We have the internet on Pentecost now, and there’s a tuturani, a white person like me, who lives on the island. And the photos he’s posting absolutely break my heart. It looks like it has been bombed, buildings are twisted and mangled, nothing is green. If I didn’t know what village I was looking at, I couldn’t tell you because all our landmarks are gone. Can’t find the village near the mango tree if there’s not a mango tree to find. Every beautiful thing about the way the island looks is decimated. 
But my family are alive, my ancient adopted grandfather who is somewhere in his 90s (honestly, no one knows how old Jif Christopher is, but he speaks excellent English and has been running the place for as long as anyone can remember) is ok, everyone is healthy, no one is hurt. But both of my families, in the north and in central Pentecost have lost a lot. My central family lost all their buildings, our village lost its traditional hall which saved us last time.The school sounds like it was flattened, and the new church, just sorted after Pam, it’s gone again. My north family will have lost all their supporting non-concrete buildings. Gardens and food sources are wiped out, and there are a lot of people to feed.
Social distancing is not an option in Vanuatu, it is not an option in the South Pacific. Even if you did have a normal situation, people live in villages, people aren’t indoors unless they’re eating or they’re sleeping, and even then not always. The world cannot poor aid on them this time, because the world is busy trying to stop millions of deaths. And even if aid comes in, how will we know that all the aid workers aren’t carriers. A cyclone is bad, a category five is worse, that plus a pandemic, well, it doesn’t do to think about it. 
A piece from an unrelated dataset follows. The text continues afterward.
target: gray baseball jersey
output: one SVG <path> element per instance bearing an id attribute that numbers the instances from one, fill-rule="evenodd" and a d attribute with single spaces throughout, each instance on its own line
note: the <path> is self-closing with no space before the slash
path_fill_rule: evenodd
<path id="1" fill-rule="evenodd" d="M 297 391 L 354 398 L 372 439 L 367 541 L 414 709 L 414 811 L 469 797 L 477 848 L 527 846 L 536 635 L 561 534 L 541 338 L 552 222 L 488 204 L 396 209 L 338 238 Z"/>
Please remember Vanuatu and what they’re going through. Remember Fiji and that they were hit too. Remember all the South Pacific nations as you sit tight at home, safe (I hope) in the walls of your home. Remember they are now fighting two fights in under-resourced nations. Remember that they are fighters. 
Vanuatu, yumi everiwan, yumi stanap long God. Yufala i tuff tumas. Yu savi beatem everi samting. Cyclone Harold, hemi kilem yufala, hemi wan bigfala storm, bae yufala i strong, yu no stap sapos wan cyclone hemi kam, yufala builimup everi samting bakagan. Mi lavim yu Vanuatu.